Feb 13, 2011 05:27
1. Are you involved in romantic relationships?
Er. One, at the moment. I have a few close friends, but nothing along this level. Rather committed now, thanks. Surprised me a bit, but it's good.
2. How much detail do you and your partner(s) reveal about your romantic lives?
We're British, thanks, so none. It's not on to roll about where people can see you.
3. Are you the only one in the relationship writing?
No. Don't think so, but the other person is a bit busier than me, what with being Very Important - or rather, having a lazy person in the house, i.e. me. Cambridgers are crap at expressing themselves, anyhow.
4. Do you think romance is an important part of a well-rounded life?
I would have said no, two years ago. Now, yes. Yes, I very much do.
5. Do you have any failed relationships? How did those breakups affect your development?
"Failed?" I wouldn't really call them that. They ended, mostly as drifting apart, some drifting further than others. I don't have a great many regrets on that score, although I worry that I'll go back to that indifferent drifting myself someday.
6. Do you consider yourself any particular sexuality (hetero/homo/bi/pan/trans whatever)? What is the reason for it?
That's a pretty intrusive question. I...never really cared about the bits of the people I was with. It was more about liking them. Friendly interactions. I was more intimate with my female friends, I guess. Now, I'm one-person-sexual, and I do prefer it that way, but because of who, not what the person is. I don't think it's the bits, though, so my official answer is sod off, that's a horrid question.
Wait, my brother wants to make a clarification here. Apparently, I'm a sick, sad poof. Right, thanks. Be right back, I need see to someone. *sounds of a scuffle*
7. Have you ever developed romantic relationships, or made relationship choices that surprised you? How did that work out?
In a very short answer to sum up a very long story - yes. Beautifully, as far as I'm concerned.
8. How romantic minded are you? Are relationships important, are you more interested in casual flings, or do you avoid it all together?

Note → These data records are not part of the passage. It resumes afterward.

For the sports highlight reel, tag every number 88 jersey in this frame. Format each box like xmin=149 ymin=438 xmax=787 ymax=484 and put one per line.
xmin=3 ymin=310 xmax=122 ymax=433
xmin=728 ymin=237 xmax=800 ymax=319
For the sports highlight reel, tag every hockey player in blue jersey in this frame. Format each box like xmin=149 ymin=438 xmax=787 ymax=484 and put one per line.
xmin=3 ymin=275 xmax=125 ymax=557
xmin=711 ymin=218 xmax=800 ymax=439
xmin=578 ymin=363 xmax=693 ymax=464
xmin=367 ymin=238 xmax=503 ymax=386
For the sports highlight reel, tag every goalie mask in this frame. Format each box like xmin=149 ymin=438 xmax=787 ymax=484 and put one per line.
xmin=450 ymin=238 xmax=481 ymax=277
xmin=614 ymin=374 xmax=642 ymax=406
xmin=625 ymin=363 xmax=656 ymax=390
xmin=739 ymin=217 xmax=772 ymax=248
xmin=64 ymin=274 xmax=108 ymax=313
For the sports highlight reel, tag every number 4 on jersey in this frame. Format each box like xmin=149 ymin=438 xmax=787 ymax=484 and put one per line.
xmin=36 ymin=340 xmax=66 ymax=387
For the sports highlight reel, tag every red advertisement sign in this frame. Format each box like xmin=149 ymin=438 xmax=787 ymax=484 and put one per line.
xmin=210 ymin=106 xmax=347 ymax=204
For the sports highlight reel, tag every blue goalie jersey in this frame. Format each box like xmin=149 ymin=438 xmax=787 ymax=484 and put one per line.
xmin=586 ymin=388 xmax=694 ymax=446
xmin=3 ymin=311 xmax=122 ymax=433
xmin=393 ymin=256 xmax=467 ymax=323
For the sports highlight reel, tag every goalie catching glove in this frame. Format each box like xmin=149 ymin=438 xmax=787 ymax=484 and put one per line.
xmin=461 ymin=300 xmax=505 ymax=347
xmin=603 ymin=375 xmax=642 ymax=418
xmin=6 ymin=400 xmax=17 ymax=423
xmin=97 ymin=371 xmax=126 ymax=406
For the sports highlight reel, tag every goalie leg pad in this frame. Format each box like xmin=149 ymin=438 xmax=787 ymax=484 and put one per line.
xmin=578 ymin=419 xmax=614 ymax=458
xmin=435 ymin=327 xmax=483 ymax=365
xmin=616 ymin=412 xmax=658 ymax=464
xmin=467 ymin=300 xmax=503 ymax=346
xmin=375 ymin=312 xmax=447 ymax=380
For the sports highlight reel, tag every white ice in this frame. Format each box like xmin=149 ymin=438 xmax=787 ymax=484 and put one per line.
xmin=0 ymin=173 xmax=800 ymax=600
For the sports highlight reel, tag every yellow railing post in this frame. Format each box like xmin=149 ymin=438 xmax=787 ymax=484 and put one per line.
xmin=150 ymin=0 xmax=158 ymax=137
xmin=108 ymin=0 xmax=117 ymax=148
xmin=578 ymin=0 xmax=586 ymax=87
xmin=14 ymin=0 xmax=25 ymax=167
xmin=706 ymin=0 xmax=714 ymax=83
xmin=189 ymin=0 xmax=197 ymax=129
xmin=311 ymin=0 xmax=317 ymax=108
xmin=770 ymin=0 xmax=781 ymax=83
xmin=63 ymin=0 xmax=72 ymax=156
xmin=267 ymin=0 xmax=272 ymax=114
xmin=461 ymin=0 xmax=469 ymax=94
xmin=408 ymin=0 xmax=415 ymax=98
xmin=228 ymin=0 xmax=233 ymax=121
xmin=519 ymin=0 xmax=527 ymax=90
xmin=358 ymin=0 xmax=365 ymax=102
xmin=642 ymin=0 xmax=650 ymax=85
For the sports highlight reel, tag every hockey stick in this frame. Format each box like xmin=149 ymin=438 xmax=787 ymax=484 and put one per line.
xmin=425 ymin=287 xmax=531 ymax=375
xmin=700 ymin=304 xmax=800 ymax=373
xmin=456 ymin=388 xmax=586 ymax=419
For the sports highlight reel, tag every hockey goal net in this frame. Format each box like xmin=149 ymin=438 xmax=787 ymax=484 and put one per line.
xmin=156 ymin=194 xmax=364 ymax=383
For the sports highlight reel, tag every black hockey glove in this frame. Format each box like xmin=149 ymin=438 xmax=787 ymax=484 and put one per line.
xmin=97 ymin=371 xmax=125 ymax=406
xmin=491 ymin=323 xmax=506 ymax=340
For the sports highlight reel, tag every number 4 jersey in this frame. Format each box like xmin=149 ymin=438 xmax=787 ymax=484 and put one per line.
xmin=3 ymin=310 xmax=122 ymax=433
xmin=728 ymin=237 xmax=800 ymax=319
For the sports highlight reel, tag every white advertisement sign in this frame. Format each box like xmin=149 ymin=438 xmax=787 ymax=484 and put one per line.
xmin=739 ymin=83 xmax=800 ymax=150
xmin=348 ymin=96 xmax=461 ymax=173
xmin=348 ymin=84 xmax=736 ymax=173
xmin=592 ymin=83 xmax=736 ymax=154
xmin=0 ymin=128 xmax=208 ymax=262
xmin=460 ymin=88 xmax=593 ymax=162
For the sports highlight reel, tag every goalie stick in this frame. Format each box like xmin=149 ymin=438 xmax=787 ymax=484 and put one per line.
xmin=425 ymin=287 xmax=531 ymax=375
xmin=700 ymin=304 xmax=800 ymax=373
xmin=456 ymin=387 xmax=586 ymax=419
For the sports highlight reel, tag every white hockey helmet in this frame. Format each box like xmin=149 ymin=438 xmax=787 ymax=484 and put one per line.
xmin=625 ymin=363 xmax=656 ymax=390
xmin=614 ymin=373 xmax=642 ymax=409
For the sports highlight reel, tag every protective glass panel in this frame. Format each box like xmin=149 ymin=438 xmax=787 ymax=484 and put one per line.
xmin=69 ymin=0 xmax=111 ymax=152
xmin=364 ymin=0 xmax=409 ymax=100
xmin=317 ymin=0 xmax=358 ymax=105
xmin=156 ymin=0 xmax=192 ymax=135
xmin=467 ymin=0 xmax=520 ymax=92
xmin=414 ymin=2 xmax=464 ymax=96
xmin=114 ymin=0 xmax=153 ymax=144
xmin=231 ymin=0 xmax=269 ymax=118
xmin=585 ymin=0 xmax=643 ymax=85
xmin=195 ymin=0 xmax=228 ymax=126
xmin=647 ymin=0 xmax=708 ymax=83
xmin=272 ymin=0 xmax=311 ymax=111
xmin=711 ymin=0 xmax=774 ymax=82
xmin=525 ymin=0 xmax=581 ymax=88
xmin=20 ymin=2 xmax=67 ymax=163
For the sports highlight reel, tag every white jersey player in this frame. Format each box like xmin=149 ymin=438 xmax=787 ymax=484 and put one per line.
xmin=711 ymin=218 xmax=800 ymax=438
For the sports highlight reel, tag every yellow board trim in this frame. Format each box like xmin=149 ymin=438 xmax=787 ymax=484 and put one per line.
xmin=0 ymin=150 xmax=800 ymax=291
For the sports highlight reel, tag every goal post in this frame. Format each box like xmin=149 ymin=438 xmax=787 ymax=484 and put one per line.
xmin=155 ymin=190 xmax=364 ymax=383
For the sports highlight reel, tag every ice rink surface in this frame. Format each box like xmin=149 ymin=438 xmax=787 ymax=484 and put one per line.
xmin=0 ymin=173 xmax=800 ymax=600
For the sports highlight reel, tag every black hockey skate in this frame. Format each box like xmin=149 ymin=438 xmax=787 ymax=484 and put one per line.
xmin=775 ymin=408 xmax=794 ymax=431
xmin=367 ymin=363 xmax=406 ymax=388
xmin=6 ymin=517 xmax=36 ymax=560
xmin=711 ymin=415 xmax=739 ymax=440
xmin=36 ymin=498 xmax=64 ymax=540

For an Englishman, I am distinctly soppy. I've been known to consider holding my partner's hand, and I've hugged people I've known for less than two decades when there wasn't even a funeral.
Before - I wouldn't even call them flings. I think the Yank term is "hook-up," which is a relationship mostly formed on proximity, bhang, moonlight and lager. I really did not consider myself a fixed sort of person - I still don't, but I am. Stopping talking before I get soppy again.
9. How faithful are you in your relationship? Do you cheat? Are you cheated on? Would you make an episode of Cheaters look tame?
Well I just looked up that programme, and I'm even more put off by Americans now. Well done!
On the other hand, it seems they re-did Being Human and it's dead brilliant. Good and the bad, I suppose.
I'm a re-inhabited corpse. Morals are sort of flexible, in these conditions, but...at the risk of being too in-depth - I'd be very surprised if I ever responded to anyone else the way I do my partner, at least without some outside influence at work. My species doesn't necessarily mate for unlife, but those of us who do take it rather to heart, as it were. My partner's species does mate permanently, I'm told. As it stands, I'm content with my mate, I think I might take outside participation amiss, and I do believe the feeling is mutual. In any event, we don't lie to one another, so that would rule out cheating at all, wouldn't it?
Oh, but I don't trust him or any of his family where boardgames are concerned.
10. Are you (or have your ever been) married? If so, did the marriage result in children? How is your family life?
Yes. At least my driver's license is married. My kind call it bonding, his call it mating, whatever you like. If you mean we've agreed to argue about who's making the tea for eternity, yes, that's the arrangement. It suits.
We have kids, I didn't sire them, but I'm co-sire now. I get all the fun of having to have Important Discussions About the Kids and the Vital Importance of Presenting a United Front. I have the immense joy of looking into their sweet faces and hearing the lovely chorus of "You're not FAIR." No, my darlings, I am not. Go whine to your other sire about what a monster I am.
11. What would you consider the ideal romantic evening? The best romantic gift?
I'm not a present sort of fellow. I like what I'm given, and the occasional hand-holding is a lovely gift.
I'd rather do something for my partner than get something.
That being said, a weekend mini-break has much to be said for it, and one spent in the Maldives is nothing to sniff at.